The first season that’s coming out on DVD here is actually season two, the firstB000gdh8j201_ss500_sclzzzzzzz_v60051065_
syndicated season of the show. The U.S. boxed set reportedly has two episodes from the real first season, which they are calling "the lost pilot season." If that wasn’t bad enough, the episodes in the U.S. are also missing the original score. What were they thinking? The only reason I care at all about this debacle is because I wrote a bunch of first season BAYWATCH episodes on NBC and, as bad as they were, I wouldn’t mind having them on DVD… so I had to shell out $65 to get the Brit version which, by the way, will only work on a multi-standard player or on your computer.

Persuaders still Persuasive

Way back in June 2005, it was announced that Ben Stiller and British comic Steve Coogan were teaming up for a feature film revival of the flop 70s TV series THE PERSUADERS. Apparently, that project has dissolved, because this week Variety reports that the project is now being developed by producer Ashok Amritraj and ANGER MANAGEMENT screenwriter David Dorfman. There was no mention of either Stiller or Coogan’s involvement. If they are gone, it makes the reasoning behind mounting this TV revival a real head-scratcher.

THE PERSUADERS starred Roger Moore and Tony Curtis as two fun-loving playboys in Europe who were drafted by a retired judge to solve crimes. The series was produced in England and only lasted a season. But the reruns have a cult following in the UK and France which, apparently, Amritraj thinks is enough to prop up a "tent pole action comedy."  But does anyone besides me and a handful of other TV geek still remember the show?

I Should Kill More Critics

I killed Chadwick Saxelid in the latest DIAGNOSIS MURDER novel, but that didn’t stop him from giving THE DOUBLE LIFE a great review.

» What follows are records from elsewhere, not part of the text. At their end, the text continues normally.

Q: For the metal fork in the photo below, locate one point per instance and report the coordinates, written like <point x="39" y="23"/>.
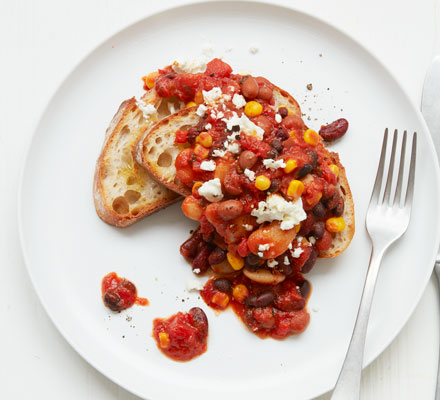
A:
<point x="387" y="220"/>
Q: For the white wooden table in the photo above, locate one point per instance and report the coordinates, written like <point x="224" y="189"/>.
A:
<point x="40" y="42"/>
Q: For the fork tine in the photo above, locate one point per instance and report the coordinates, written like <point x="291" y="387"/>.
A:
<point x="412" y="170"/>
<point x="387" y="192"/>
<point x="379" y="175"/>
<point x="399" y="186"/>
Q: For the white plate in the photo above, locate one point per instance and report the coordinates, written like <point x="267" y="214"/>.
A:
<point x="68" y="249"/>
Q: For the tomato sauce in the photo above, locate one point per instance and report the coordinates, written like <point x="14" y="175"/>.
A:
<point x="119" y="293"/>
<point x="183" y="336"/>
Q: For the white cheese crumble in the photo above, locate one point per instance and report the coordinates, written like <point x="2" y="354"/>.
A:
<point x="194" y="284"/>
<point x="264" y="247"/>
<point x="277" y="208"/>
<point x="208" y="165"/>
<point x="148" y="110"/>
<point x="274" y="164"/>
<point x="212" y="96"/>
<point x="250" y="174"/>
<point x="238" y="101"/>
<point x="211" y="190"/>
<point x="254" y="48"/>
<point x="201" y="110"/>
<point x="218" y="153"/>
<point x="297" y="252"/>
<point x="245" y="124"/>
<point x="189" y="66"/>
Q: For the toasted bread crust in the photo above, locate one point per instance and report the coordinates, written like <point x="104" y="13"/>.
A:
<point x="102" y="201"/>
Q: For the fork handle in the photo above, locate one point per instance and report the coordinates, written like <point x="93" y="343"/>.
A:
<point x="349" y="382"/>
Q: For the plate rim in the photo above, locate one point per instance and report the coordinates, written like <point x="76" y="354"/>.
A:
<point x="191" y="3"/>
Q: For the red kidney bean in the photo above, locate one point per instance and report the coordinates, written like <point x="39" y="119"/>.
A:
<point x="335" y="130"/>
<point x="318" y="229"/>
<point x="229" y="209"/>
<point x="200" y="261"/>
<point x="112" y="300"/>
<point x="304" y="288"/>
<point x="223" y="285"/>
<point x="277" y="145"/>
<point x="339" y="209"/>
<point x="319" y="210"/>
<point x="188" y="249"/>
<point x="200" y="321"/>
<point x="282" y="134"/>
<point x="309" y="264"/>
<point x="304" y="170"/>
<point x="217" y="256"/>
<point x="265" y="299"/>
<point x="283" y="111"/>
<point x="249" y="87"/>
<point x="247" y="159"/>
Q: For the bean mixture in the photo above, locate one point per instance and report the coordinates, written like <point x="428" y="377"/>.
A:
<point x="248" y="152"/>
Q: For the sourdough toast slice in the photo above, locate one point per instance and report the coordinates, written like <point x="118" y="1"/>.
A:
<point x="124" y="192"/>
<point x="157" y="152"/>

For the seventh book in his series of Diagnosis Murder tie-ins, author Lee Goldberg has concocted a mystery concept so unnerving, it would even give veteran medical thriller writer Robin Cook the willies.

[…] mixing an emotionally nuanced character
study (of Steve Sloan, this time around) with an intricate puzzle of a
mystery, where finding out howdunit is just as essential, and
entertaining, as finding out whodunit.  Like the best of series
fiction, The Double Life both satisfies and leaves the reader hungry for more.